Изменить размер шрифта - +

— …говорю, слышь! Тачку бери и давай ко мне. Что-что? Грузить… пока темно.

— …а мы уже решили! Прямо счас с соседкой на площадь пойдем. Скажем им.

— …в морды плевал я таким бытовым службам. Да! Плевал и…

— …на улицу! Нет! Прямо сейчас пойдем!

— …из города. У нас все готово? Уезжать, говорю, отсюда надо. Пока возможность есть. Да причем здесь поезда? Виталий Филипыч машину обещал дать. Ну давай!

Человеческая речь, море человеческой речи льется по телефонным проводам бурным потоком. Шумное многоголосье — женские, мужские, захлебывающиеся от восторга и страха детские. Скрипуче вещают в засаленные трубки старушечьи голоса — запруда сплетен прорвалась, и несутся слухи и кривотолки по городу, обгоняя редкие автомобили.

И среди этого телефонного гама, медленно меняющего свои тона с удивленно-испуганного на возмущенно-злобный, постепенно выкристаллизовалась единая мысль, воплотившая в себя чаяния и надежды многих тысяч горожан:

ДОКОЛЕ?!

Они отключили воду, сначала горячую. А потом холодную, и мы подумали, что это ненадолго, что это землетрясение, что это скоро изменится. Потом исчез газ, и мы зажгли во дворах костры, как в средневековье. Пропал интернет, и мы лишились высоких технологий, и радиоточка, слышите, которая вещала с тридцатых годов, подавилась собственной речью. Мы терпели, мы не замечали, мы думали, что так и должно быть. Но так было до сегодняшней ночи, ночи, когда отключили свет. Так доколе мы будем это терпеть?

ДОКОЛЕ?!

Люди переставали говорить и клали телефонные трубки. Кто-то мягко, нежно, кто-то с грохотом, все в зависимости от темперамента. Голоса обрывались один за другим. Кто-то в ярости сметал телефон с ночного столика, кто-то выдергивал шнур из розетки.

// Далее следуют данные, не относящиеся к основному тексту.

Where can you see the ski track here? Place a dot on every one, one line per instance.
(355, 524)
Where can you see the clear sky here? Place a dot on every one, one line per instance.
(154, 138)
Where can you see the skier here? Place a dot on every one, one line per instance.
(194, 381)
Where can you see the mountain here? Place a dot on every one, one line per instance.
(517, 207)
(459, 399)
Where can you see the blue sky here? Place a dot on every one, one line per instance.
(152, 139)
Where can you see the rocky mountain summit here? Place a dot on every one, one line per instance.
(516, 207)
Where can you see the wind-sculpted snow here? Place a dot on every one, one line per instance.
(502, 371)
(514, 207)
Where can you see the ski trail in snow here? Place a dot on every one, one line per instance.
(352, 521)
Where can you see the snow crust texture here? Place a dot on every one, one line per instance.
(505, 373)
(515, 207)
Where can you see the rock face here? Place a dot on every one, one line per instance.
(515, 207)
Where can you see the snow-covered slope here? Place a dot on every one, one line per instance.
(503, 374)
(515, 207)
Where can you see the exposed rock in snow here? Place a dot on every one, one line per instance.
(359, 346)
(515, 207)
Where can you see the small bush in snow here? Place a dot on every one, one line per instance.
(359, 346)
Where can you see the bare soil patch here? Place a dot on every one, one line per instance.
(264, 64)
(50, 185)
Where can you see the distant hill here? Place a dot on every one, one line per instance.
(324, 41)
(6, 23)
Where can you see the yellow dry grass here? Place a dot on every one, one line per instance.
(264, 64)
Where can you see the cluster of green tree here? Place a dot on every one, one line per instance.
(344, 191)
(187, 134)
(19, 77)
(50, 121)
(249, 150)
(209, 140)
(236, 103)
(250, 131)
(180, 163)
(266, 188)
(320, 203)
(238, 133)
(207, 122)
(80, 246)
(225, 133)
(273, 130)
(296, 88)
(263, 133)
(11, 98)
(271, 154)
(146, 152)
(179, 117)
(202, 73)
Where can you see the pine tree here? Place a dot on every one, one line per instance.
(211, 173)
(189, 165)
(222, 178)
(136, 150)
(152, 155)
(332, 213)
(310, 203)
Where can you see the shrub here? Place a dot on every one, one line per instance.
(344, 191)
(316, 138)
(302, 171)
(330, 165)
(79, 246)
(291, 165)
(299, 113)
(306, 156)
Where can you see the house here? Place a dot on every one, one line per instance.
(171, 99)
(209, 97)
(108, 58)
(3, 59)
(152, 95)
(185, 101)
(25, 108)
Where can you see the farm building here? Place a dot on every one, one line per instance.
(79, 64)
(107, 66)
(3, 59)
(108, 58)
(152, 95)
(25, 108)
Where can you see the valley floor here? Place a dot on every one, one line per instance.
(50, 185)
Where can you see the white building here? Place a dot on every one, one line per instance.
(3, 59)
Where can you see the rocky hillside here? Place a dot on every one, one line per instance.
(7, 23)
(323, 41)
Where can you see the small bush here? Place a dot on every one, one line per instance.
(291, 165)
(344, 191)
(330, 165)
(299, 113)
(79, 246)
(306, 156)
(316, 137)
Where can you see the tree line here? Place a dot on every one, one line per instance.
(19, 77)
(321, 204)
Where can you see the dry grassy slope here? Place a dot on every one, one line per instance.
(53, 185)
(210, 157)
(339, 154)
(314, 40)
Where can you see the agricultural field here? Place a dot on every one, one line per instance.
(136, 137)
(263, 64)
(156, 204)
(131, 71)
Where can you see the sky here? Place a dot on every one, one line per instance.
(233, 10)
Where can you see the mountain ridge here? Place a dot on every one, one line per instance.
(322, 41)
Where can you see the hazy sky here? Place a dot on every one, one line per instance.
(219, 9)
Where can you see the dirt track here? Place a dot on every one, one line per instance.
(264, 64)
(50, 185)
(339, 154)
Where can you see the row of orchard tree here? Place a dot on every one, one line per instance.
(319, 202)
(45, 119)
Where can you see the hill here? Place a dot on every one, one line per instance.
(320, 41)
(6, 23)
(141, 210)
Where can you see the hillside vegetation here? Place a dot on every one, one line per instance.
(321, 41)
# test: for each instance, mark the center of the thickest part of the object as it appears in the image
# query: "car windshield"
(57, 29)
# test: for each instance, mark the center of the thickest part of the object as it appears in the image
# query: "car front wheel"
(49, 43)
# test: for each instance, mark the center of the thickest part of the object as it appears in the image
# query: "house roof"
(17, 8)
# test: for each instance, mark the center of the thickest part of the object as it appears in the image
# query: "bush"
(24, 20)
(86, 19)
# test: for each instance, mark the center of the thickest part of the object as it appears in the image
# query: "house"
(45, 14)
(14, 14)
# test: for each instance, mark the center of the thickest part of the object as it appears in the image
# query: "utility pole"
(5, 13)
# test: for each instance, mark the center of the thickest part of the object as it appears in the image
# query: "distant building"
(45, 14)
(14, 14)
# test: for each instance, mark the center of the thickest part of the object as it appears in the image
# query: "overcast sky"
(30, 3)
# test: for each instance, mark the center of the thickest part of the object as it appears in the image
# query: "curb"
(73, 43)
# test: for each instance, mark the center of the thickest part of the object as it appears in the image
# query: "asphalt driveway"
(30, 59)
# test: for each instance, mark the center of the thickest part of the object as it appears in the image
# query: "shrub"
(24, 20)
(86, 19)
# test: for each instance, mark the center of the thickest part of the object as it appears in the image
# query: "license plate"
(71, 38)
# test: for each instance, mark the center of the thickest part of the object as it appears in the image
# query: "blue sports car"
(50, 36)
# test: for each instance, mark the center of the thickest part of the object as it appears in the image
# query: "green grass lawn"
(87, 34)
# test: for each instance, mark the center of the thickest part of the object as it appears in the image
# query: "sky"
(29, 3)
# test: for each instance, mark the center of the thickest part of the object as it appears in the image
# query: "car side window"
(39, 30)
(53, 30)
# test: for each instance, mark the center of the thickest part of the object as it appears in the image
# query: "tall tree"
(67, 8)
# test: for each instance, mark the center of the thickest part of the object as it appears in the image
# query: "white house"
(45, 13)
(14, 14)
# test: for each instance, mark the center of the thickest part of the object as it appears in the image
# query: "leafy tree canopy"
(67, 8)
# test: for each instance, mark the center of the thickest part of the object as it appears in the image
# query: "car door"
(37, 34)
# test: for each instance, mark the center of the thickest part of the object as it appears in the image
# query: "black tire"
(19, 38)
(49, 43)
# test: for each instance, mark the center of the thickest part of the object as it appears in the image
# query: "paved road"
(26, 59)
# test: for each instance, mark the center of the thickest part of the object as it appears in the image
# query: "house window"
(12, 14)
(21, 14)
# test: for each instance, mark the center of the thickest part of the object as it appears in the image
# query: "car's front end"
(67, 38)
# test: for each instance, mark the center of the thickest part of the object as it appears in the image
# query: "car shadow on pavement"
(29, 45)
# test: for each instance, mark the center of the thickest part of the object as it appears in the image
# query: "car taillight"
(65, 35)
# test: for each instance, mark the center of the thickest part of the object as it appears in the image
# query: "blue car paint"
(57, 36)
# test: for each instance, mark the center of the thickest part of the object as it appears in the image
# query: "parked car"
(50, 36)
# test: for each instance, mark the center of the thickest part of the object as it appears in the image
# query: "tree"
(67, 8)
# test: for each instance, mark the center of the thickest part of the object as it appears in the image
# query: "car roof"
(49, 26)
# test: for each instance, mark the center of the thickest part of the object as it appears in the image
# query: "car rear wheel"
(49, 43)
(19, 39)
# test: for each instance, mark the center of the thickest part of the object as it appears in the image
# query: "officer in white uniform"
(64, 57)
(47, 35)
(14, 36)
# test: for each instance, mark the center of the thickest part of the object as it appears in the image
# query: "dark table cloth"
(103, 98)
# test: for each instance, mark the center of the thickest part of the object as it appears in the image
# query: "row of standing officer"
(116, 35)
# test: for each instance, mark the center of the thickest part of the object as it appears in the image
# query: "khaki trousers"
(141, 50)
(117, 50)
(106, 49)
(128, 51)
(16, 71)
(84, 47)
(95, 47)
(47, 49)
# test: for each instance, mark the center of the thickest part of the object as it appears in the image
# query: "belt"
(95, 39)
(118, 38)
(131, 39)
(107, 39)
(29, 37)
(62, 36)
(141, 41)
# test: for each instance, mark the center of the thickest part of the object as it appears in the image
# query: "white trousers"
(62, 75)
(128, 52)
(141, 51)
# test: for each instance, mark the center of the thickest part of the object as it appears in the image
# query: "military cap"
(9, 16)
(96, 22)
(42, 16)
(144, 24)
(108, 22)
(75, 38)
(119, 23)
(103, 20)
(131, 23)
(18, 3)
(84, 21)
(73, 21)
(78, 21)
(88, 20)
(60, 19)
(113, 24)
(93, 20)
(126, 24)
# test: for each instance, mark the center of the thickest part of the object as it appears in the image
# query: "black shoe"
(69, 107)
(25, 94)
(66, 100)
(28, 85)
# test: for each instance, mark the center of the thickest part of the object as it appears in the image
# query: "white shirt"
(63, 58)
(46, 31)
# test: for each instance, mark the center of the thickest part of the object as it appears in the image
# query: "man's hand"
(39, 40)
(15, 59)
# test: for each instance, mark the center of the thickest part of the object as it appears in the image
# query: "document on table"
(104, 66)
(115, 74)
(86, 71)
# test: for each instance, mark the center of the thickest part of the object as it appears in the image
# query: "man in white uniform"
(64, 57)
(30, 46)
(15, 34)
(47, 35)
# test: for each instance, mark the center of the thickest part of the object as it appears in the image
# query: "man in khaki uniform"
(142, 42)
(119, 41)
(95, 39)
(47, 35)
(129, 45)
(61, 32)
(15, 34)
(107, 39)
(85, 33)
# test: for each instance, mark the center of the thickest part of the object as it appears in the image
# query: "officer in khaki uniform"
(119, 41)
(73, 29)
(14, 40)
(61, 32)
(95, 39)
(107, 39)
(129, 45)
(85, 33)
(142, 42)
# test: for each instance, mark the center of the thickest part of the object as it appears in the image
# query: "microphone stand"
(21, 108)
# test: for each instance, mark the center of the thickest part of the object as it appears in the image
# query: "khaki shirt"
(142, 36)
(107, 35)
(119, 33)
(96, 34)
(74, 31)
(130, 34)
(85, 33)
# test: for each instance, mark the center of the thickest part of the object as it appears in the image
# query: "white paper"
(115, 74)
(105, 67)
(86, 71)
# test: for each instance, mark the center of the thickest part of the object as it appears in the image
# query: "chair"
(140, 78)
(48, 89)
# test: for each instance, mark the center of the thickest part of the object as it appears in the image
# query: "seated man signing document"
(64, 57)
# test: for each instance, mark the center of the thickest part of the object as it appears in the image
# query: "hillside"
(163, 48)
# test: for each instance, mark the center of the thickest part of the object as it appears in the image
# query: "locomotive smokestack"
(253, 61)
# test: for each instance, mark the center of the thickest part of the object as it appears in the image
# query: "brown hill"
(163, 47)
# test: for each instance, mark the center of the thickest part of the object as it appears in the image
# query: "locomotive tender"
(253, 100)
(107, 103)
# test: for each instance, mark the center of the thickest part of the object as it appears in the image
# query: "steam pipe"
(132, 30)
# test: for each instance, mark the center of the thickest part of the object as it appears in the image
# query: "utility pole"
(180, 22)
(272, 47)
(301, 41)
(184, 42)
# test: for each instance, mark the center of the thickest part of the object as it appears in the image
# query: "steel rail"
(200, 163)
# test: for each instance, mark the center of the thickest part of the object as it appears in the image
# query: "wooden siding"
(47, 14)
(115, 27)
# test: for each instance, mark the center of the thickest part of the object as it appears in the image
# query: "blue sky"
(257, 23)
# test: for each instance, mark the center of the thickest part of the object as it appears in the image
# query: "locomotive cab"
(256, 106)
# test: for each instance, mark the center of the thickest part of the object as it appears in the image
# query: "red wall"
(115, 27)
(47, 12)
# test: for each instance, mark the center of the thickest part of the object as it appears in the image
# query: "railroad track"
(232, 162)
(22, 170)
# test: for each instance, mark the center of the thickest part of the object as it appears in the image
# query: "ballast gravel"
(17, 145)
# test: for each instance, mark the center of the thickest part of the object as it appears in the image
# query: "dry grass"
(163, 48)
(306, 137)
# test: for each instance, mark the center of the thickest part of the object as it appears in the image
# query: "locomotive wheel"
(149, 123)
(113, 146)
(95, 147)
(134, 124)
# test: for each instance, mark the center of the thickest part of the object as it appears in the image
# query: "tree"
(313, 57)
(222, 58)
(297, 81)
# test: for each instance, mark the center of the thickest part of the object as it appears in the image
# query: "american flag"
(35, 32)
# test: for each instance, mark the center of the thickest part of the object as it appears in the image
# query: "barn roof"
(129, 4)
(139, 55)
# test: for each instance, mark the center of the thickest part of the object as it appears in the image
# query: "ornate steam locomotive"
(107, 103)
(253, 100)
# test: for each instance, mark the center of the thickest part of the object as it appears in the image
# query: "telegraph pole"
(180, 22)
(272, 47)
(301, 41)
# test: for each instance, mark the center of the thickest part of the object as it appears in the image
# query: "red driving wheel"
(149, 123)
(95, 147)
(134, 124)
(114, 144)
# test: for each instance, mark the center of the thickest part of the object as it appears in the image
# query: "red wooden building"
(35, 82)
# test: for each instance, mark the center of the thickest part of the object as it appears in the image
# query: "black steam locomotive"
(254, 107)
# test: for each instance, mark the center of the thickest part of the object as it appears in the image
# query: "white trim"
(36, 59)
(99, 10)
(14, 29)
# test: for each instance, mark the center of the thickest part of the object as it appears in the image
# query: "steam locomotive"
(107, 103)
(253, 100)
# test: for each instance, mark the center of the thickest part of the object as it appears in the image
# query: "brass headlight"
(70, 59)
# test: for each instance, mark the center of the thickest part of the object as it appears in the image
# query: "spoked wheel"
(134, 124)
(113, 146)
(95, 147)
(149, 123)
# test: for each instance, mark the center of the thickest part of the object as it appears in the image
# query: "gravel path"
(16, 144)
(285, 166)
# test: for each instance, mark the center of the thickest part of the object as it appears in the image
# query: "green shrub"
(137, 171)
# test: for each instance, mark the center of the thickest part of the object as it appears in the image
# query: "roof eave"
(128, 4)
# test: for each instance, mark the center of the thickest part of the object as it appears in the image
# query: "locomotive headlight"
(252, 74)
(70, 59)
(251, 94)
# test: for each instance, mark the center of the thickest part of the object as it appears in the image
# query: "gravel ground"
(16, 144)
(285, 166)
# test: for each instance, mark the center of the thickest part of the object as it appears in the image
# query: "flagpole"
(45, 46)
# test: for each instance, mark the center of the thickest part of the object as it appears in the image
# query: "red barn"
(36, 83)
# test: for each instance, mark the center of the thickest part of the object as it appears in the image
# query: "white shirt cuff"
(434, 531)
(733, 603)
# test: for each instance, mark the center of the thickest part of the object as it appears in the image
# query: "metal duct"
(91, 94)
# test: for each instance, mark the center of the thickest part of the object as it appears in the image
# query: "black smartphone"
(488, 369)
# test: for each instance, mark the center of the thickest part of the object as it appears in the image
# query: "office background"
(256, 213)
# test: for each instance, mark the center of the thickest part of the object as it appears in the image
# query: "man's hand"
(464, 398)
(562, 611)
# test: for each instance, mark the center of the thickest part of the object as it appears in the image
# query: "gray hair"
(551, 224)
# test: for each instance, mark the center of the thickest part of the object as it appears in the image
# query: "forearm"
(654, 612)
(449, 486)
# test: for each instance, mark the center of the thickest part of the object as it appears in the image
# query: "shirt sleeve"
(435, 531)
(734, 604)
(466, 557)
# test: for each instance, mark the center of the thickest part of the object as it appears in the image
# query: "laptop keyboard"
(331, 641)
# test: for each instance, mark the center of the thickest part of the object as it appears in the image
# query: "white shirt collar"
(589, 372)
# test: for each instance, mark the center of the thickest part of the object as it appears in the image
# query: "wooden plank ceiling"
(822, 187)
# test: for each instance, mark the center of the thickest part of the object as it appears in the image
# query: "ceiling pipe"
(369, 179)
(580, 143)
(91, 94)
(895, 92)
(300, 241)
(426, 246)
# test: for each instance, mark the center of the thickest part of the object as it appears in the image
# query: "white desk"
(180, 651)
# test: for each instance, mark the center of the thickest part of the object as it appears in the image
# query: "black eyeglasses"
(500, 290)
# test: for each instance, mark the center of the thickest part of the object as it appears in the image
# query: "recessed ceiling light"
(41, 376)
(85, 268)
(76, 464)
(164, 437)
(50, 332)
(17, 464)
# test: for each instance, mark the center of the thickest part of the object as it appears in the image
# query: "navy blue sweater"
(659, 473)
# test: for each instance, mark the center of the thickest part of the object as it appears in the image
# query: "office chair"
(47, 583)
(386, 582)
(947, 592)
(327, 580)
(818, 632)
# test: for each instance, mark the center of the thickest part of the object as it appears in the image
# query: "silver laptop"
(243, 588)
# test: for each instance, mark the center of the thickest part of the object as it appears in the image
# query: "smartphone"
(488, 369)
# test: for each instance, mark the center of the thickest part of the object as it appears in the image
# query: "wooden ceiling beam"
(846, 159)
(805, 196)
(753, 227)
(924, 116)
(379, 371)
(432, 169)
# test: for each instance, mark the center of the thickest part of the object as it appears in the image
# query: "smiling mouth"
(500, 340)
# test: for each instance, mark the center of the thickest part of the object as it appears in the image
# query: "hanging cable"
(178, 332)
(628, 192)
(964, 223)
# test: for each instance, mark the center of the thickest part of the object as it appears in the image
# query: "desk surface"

Клали трубки, а потом выходили на улицу. Из старых домов Нижнего города, из панельных Верхнего, из убогих халуп дачников, из темных баров и крохотных забегаловок. Горожане выходили из подъездов и шли вдоль улицы — узкие людские ручейки, как и положено ручейкам, они когда-нибудь сольются вместе и станут ручьем побольше.

Так и случилось, люди все прибывали и прибывали — маленькими группами и по одному, потом целыми подъездами, вежливо здороваясь с соседями и спрашивая: «Вы тоже идете?», и удовлетворенно кивали, получив утвердительный ответ.

К четверти первого на улицах возникла толпа со своими законами, охваченная единым мнением. А народ все шел и шел из темноты дворов — совсем разный. Были тут и вездесущие пенсионерки со сморщенными желчными лицами, и их затюканные мужья с палочками, в древних пиджаках. Были здесь пахнущие перегаром бывшие рабочие закрывшегося завода, а также пахнущие спиртным и несущие в карманах кастеты дети бывших рабочих с завода. Были здесь их несовершеннолетние сестры с шальным огнем в глазах и совсем маленькие младшие братья, туповато озирающие столпотворение. А рядом шагали служащие крупных фирм в дорогих куртках и уже порядком полинявшие бывшие работники «Паритета». И мрачные охранники в камуфляже, и безработные пожарники в фирменных комбинезонах, и бледные отрешенные юнцы — паства Просвещенного Ангелайи, и глыбастая дружина Босха, повылазившая из дорогих автомобилей.

Совсем немного времени спустя по Центральной улице города уже текла полноводная людская река, над которой как воронье витали ее мрачные намерения. Тут и там вспыхивали ручные фонари, болтались керосинки, катящиеся по тротуарам машины подсвечивали фарами. А потом кто-то из Нижнего города достал головню из костра, и в рядах людей вспыхнул факел. А затем еще один и еще, их обливали бензином, обматывали тряпками деревянное древко. Факела чадили, но хорошо освещали путь. Глаза идущих были стеклянисты, а в глубине их затаилось мутное возбуждение. Неслышимый клич «доколе» витал над ними, словно черный ворон.